Naveen Patnaik and Nitish Kumar are intolerant of criticism too.
However, the authoritarianism of these other State leaders is erratic
and capricious, not focused or dogmatic. This, and the further fact that
Mr. Modi has made his national ambitions far more explicit, makes them
lesser devils when it comes to the future of our country.
Resemblance to Indira Gandhi
Neither Mr. Modi’s admirers nor his critics may like this, but the truth
is that of all Indian politicians past and present, the person Gujarat
Chief Minister most resembles is Indira Gandhi of the period 1971-77.

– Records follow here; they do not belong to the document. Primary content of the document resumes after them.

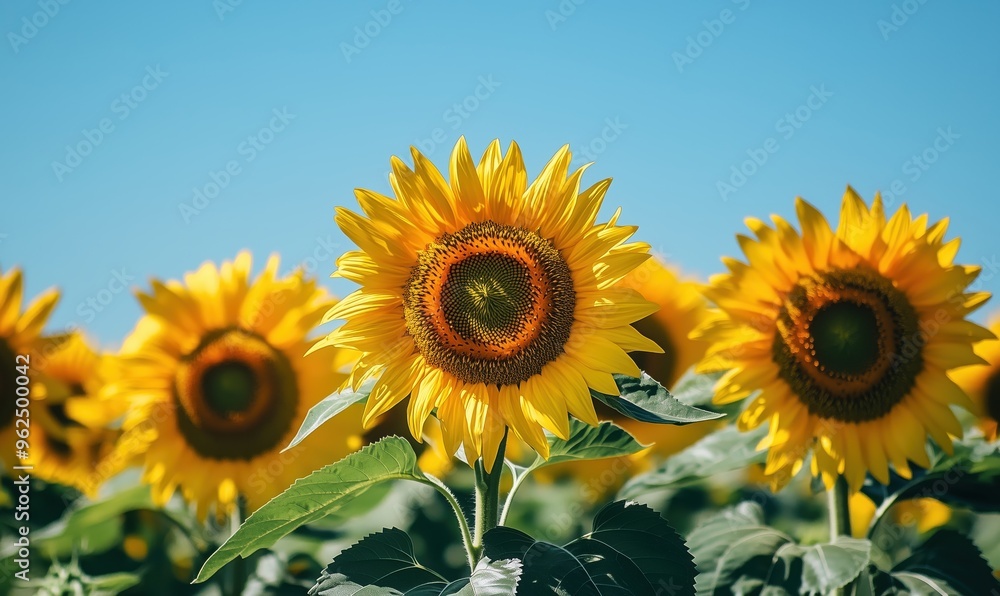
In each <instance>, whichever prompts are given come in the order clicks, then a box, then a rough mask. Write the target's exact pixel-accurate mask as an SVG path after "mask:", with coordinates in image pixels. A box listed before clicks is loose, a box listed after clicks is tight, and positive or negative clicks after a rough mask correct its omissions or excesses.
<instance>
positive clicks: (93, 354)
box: [28, 333, 120, 497]
mask: <svg viewBox="0 0 1000 596" xmlns="http://www.w3.org/2000/svg"><path fill="white" fill-rule="evenodd" d="M37 368H38V370H39V373H40V382H39V383H37V384H36V388H35V401H34V403H33V404H32V410H31V420H32V425H31V457H30V458H29V462H28V463H30V464H31V465H33V466H34V473H35V475H36V476H38V477H39V478H42V479H44V480H48V481H50V482H58V483H59V484H64V485H66V486H72V487H75V488H77V489H78V490H80V491H81V492H82V493H84V494H86V495H87V496H89V497H95V496H96V495H97V489H98V488H99V487H100V485H101V484H102V483H103V482H104V481H105V480H107V479H108V478H110V477H111V476H112V475H114V474H115V473H116V472H118V471H120V467H118V466H106V465H102V464H103V463H104V462H106V460H107V459H106V458H107V457H108V455H109V454H110V453H111V450H112V448H113V446H114V443H115V439H116V438H117V436H118V434H119V433H118V431H116V430H113V429H112V428H111V423H112V422H113V421H114V419H115V417H116V416H117V414H118V411H117V409H116V408H109V407H108V405H109V404H108V403H107V402H106V401H104V400H102V399H100V398H99V397H98V394H99V393H100V391H101V389H102V387H103V377H102V374H101V356H100V355H99V354H97V353H96V352H95V351H94V350H93V349H91V347H90V346H89V345H87V342H86V340H84V339H83V337H82V336H81V335H80V334H79V333H74V334H71V335H69V336H68V337H67V338H66V339H64V340H63V341H61V342H60V343H59V345H58V347H56V348H55V349H53V350H52V351H51V352H50V354H49V355H48V356H46V357H44V358H43V359H41V360H40V362H39V363H38V365H37Z"/></svg>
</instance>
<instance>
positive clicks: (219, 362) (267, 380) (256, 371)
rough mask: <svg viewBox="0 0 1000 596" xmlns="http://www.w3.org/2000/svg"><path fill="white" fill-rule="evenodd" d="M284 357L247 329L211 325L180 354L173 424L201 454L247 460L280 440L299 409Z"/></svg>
mask: <svg viewBox="0 0 1000 596" xmlns="http://www.w3.org/2000/svg"><path fill="white" fill-rule="evenodd" d="M298 399H299V397H298V383H297V381H296V376H295V371H294V370H293V369H292V367H291V364H290V363H289V362H288V359H287V358H286V357H285V356H284V354H282V353H281V352H280V351H278V350H276V349H275V348H273V347H272V346H271V345H270V344H268V343H267V341H266V340H265V339H264V338H262V337H260V336H258V335H256V334H254V333H251V332H249V331H246V330H243V329H239V328H235V327H233V328H226V329H220V330H216V331H213V332H211V333H208V334H206V335H205V337H204V338H202V341H201V343H200V344H199V345H198V347H197V348H195V349H194V351H192V352H191V353H190V354H188V355H187V356H185V357H184V358H183V359H182V360H181V365H180V367H179V368H178V371H177V377H176V379H175V381H174V401H175V403H176V405H177V408H176V412H177V427H178V429H179V430H180V432H181V434H182V435H184V438H185V439H186V441H187V443H188V444H189V445H190V446H191V447H192V448H193V449H194V450H195V451H197V452H198V453H199V454H200V455H202V456H204V457H211V458H215V459H244V460H249V459H252V458H253V457H256V456H258V455H260V454H262V453H266V452H268V451H271V450H273V449H274V448H276V447H279V446H281V443H282V439H283V438H284V436H285V434H286V433H287V432H288V430H289V428H290V426H291V424H292V420H293V419H294V417H295V413H296V411H297V409H298Z"/></svg>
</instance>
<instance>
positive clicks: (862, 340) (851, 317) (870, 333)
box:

Like Mrs. Gandhi once did, Mr. Modi seeks to make his party, his
government, his administration and his country an extension of his
personality. The political practice of both demonstrates the
psychological truth that inside every political authoritarian lies a
desperately paranoid human being. Mr. Modi talks, in a frenetic and
fearful way, of ‘Rome Raj’ and ‘Mian Musharraf’ (lately modified to
‘Mian Ahmed Patel’); Mrs Gandhi spoke in likewise shrill tones of the
‘foreign hand’ and of ‘my enemies.’
There is something of Indira Gandhi in Narendra Modi, and perhaps just a
touch of Sanjay Gandhi too — as in the brash, bullying, hyper-masculine
style, the suspicion (and occasional targeting) of Muslims. Either way,
Mr. Modi is conspicuously unfitted to be the reconciling,
accommodating, plural, democratic Prime Minister that India needs and
deserves. He loves power far too much. On the other hand, his presumed
rival, Rahul Gandhi, shirks responsibility entirely (as in his
reluctance, even now, to assume a ministerial position). Indian
democracy must, and shall in time, see off both.